DVD Special Features (To Be Confirmed):
Minority Report: From Story to Screen
Deconstructing Minority Report
The Stunts of Minority Report
ILM and Minority Report: Visual effects
Final Report: Conversation with Spielberg and Cruise
Minority Report Archives: A virtual Gallery
Sound: 5.1 DTS
Aspect Ratio: 16x9 and 2.40:1 Letterbox
Full of flawed characters and shot in grainy de-saturated colours, Steven Spielberg's Minority Report
is futuristic film noir
with a far-fetched B-movie plot that's so feverishly presented the audience never gets a chance to ponder its many improbabilities.

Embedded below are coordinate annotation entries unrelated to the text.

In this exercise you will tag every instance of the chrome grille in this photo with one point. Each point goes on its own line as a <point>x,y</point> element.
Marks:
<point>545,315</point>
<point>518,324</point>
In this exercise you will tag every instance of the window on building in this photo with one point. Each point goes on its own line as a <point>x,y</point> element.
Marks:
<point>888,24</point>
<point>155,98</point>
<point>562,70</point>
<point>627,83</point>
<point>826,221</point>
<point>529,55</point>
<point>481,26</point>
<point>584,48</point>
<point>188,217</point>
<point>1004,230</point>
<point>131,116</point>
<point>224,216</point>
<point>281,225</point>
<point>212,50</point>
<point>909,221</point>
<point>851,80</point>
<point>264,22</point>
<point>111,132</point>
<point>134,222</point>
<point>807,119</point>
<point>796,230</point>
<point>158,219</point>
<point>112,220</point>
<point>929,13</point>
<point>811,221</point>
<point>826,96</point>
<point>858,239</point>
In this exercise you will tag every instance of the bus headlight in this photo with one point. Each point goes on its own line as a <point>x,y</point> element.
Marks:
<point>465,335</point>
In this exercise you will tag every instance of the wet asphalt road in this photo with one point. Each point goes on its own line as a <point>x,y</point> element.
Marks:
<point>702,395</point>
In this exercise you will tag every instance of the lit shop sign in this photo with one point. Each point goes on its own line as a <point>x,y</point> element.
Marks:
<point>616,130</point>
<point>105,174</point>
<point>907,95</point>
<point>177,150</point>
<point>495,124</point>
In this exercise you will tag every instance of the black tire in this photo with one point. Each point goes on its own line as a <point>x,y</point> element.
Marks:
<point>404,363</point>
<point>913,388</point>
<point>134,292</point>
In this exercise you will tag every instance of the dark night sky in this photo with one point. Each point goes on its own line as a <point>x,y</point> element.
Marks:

Based on a short story
by Philip K Dick, Minority Report
is set in the Orwellian near-future of 2054, where a trio of genetically modified "pre-cogs" warn of murders before they happen. In a sci-fi twist on the classic Hitchcockian wrong man scenario, Detective John Anderton (Tom Cruise) is the zealous precrime cop who is himself revealed as a future-killer. Plot twists and red herrings drive the action forward and complications abound, not least Anderton's crippling emotional state, his drug habit, his avuncular-yet-sinister boss (Max Von Sydow), and the ambitious FBI agent Witwer (Colin Farrell) snapping at his heels.

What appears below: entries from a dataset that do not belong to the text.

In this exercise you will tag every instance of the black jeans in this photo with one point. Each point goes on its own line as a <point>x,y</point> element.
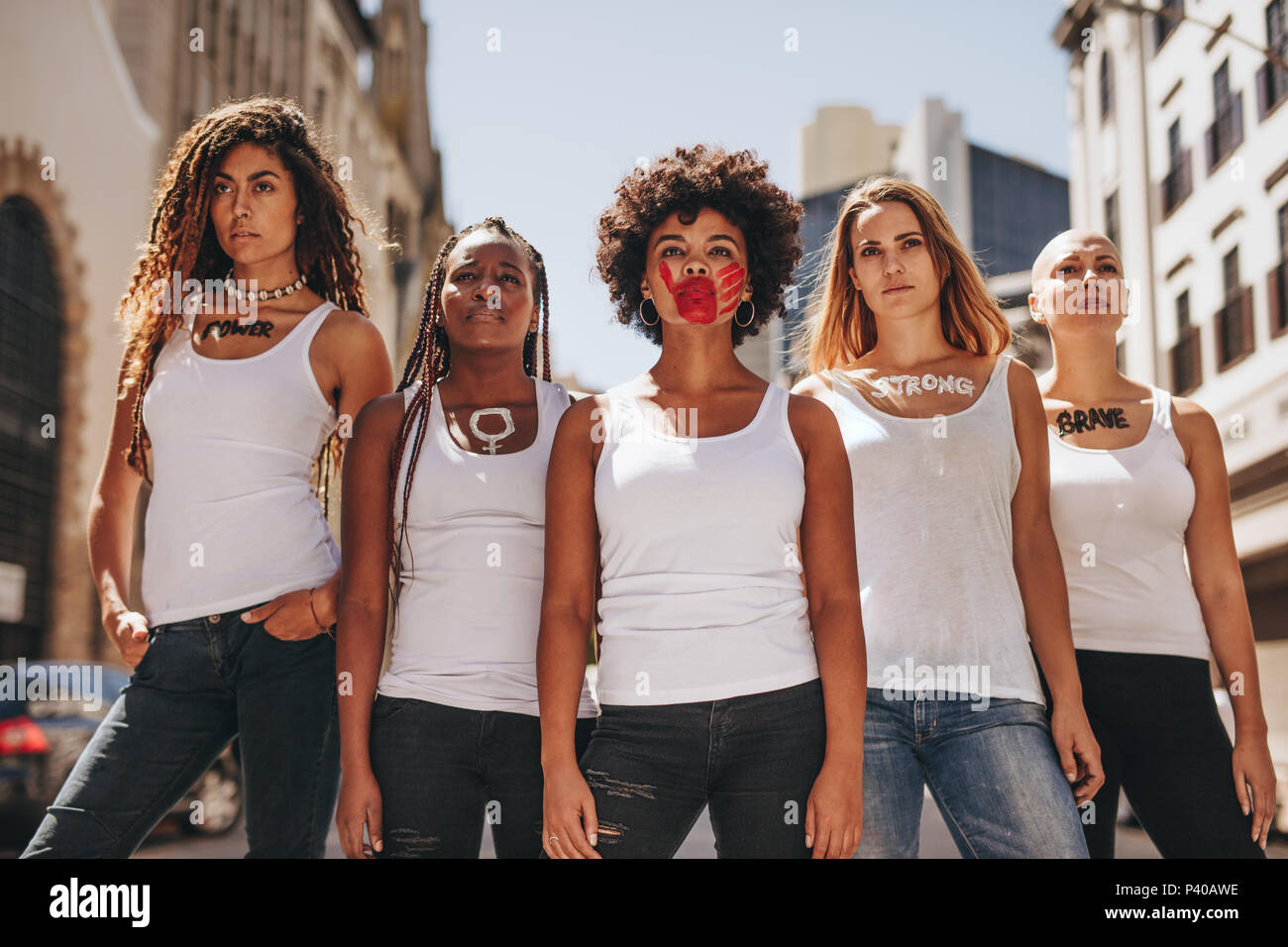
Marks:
<point>1162,741</point>
<point>200,684</point>
<point>446,771</point>
<point>752,759</point>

Though the film toys with the notion of free will in a deterministic universe, this is not so much a movie of grand ideas as forward-looking ones. Its depiction of a near-future filled with personalised advertising and intrusive security devices that relentlessly violate the right of anonymity is disturbingly believable. Ultimately, though, it's a chase movie and the innovative set-piece sequences reveal Spielberg's flair for staging action. As with A.I. before it, there's a nagging feeling that the all-too-neat resolution is a Spielbergian touch too far: the movie could satisfactorily have ended several minutes earlier. Though this is superior SF from one of Hollywood's greatest craftsmen, it would have been more in the spirit of Philip K Dick to leave a few tantalisingly untidy plot threads dangling.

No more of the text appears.